Dans ces conditions, si les solutions alternatives, spécialement les solutions conventionnelles, doivent être favorisées dans toute la
mesure du possible, il n'est pas bon que leur développement se fasse indépendamment de l'institution judiciaire. Que ce soit dans le principe

même de leur mise en œuvre ou, seulement, dans le contrôle de leur efficacité, les modes alternatifs de règlement des conflits ne sont
concevables qu'articulés à la justice étatique. Tel est du reste déjà le cas en matière d'arbitrage, fut-il international, avec la procédure d'
exequatur, qui confère force exécutoire à la sentence arbitrale. On ne saurait faire moins. Dans la conception du droit français, le règlement
amiable des litiges ne doit pas plus exclure le recours au juge que le recours au juge ne doit exclure le règlement amiable.

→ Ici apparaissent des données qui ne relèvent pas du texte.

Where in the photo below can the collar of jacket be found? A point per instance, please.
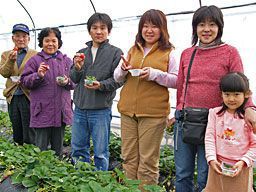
(46, 56)
(103, 44)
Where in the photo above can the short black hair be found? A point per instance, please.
(45, 32)
(234, 82)
(204, 13)
(99, 17)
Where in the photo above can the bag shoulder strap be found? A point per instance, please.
(188, 75)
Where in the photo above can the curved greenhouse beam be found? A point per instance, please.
(34, 29)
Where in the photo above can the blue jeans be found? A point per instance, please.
(95, 124)
(185, 157)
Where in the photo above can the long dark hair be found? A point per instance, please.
(234, 82)
(204, 13)
(157, 18)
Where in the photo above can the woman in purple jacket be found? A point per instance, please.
(46, 75)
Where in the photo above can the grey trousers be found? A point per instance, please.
(50, 138)
(19, 114)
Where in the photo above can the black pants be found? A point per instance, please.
(19, 114)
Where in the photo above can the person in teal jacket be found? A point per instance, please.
(92, 115)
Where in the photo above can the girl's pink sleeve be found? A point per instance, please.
(210, 137)
(250, 156)
(167, 79)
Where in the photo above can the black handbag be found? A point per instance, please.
(194, 120)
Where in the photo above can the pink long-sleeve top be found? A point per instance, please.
(167, 79)
(209, 65)
(229, 139)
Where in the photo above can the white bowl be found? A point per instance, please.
(135, 72)
(15, 79)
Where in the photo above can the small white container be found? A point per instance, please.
(135, 72)
(15, 79)
(60, 79)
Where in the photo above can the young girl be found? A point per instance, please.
(230, 144)
(144, 99)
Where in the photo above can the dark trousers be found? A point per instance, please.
(50, 135)
(19, 114)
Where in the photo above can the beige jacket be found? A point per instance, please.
(10, 68)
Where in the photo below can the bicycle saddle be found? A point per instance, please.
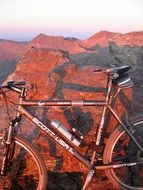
(116, 70)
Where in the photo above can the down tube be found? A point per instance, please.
(54, 136)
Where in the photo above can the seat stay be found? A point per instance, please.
(112, 71)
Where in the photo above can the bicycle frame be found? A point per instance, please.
(64, 143)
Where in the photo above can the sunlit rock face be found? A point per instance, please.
(51, 75)
(62, 69)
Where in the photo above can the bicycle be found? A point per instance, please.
(22, 166)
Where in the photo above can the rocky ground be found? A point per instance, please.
(67, 73)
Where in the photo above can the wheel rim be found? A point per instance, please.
(127, 177)
(23, 170)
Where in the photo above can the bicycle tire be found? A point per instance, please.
(120, 149)
(27, 170)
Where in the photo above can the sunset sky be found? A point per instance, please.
(24, 19)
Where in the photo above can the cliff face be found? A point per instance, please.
(10, 53)
(51, 74)
(59, 69)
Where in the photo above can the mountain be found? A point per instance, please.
(54, 42)
(62, 68)
(10, 53)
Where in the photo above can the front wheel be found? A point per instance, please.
(26, 170)
(121, 149)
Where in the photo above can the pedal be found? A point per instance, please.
(88, 179)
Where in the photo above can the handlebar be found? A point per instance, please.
(16, 86)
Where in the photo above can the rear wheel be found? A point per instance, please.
(121, 149)
(26, 171)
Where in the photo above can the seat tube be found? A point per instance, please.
(102, 122)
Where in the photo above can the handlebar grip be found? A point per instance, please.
(21, 83)
(13, 83)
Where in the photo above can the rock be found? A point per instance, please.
(53, 76)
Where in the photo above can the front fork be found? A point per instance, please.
(8, 146)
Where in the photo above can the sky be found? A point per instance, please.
(22, 20)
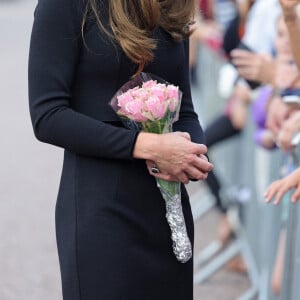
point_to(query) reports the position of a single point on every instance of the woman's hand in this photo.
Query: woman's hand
(279, 187)
(176, 157)
(288, 130)
(169, 177)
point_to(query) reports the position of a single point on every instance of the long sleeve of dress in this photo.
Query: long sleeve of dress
(54, 53)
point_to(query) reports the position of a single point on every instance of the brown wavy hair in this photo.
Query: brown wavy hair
(131, 23)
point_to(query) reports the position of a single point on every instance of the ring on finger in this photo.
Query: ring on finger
(155, 169)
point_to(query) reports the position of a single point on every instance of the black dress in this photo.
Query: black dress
(113, 238)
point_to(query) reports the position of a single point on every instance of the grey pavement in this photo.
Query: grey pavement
(29, 178)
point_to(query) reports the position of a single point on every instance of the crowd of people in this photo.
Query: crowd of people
(261, 43)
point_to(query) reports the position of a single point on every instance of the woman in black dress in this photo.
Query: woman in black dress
(113, 238)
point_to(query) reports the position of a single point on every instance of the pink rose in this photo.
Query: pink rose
(134, 110)
(156, 108)
(172, 91)
(149, 84)
(159, 91)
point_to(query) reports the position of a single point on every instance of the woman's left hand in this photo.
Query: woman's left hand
(168, 177)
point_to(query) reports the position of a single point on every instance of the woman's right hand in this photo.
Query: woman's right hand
(177, 158)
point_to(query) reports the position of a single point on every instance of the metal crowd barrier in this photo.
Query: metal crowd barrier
(257, 225)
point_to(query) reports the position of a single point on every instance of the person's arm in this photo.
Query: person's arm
(289, 9)
(278, 188)
(54, 53)
(188, 120)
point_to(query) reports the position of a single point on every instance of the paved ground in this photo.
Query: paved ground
(29, 177)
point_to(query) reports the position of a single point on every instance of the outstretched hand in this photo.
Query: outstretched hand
(278, 188)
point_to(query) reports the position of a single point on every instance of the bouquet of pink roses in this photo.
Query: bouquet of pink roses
(151, 104)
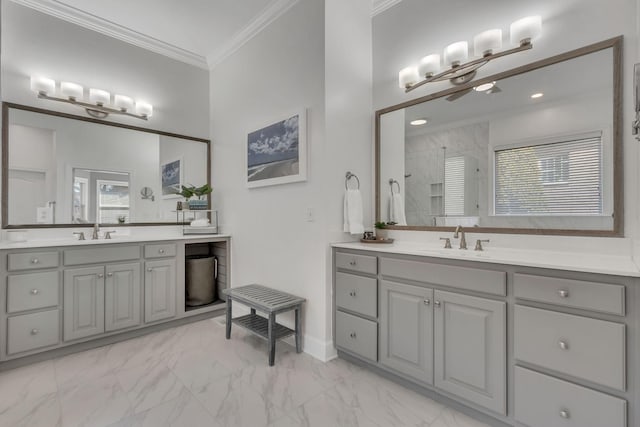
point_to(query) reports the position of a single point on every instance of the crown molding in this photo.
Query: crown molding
(120, 32)
(380, 6)
(273, 11)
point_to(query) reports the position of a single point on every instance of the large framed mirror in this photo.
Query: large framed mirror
(536, 151)
(61, 170)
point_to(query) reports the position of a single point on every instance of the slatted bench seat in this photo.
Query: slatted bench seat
(271, 302)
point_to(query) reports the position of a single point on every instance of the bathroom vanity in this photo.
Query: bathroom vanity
(526, 340)
(61, 293)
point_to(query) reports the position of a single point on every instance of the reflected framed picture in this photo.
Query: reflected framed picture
(277, 152)
(171, 177)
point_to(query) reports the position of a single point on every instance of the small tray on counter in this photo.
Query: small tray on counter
(376, 241)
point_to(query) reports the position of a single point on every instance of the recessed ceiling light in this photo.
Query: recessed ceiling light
(484, 87)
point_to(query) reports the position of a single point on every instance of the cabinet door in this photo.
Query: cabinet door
(159, 290)
(122, 296)
(470, 348)
(406, 329)
(83, 302)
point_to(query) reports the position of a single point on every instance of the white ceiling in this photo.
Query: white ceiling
(198, 32)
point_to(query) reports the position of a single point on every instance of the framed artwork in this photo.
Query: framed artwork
(277, 153)
(171, 176)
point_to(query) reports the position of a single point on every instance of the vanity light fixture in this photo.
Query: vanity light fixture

Est-ce toujours justice que cette justice contractuelle ? On pourrait en douter, en l'absence d'un tiers impartial pour dire la part de chacun (
suum cuique tribuere...). En vérité, l'intervention du tiers n'est que différée, le règlement amiable n'excluant pas le recours au juge, qui peut en
renforcer l'autorité ou, au contraire, l'invalider. La boucle est ainsi fermée. Dans l'ordre de la solution des litiges, contrat et procès ne doivent

pas s'exclure, mais se combiner. Un mauvais arrangement vaut peut-être mieux qu'un bon procès. Il est certain, en tout cas, qu'un bon

arrangement vaut mieux qu'un mauvais procès.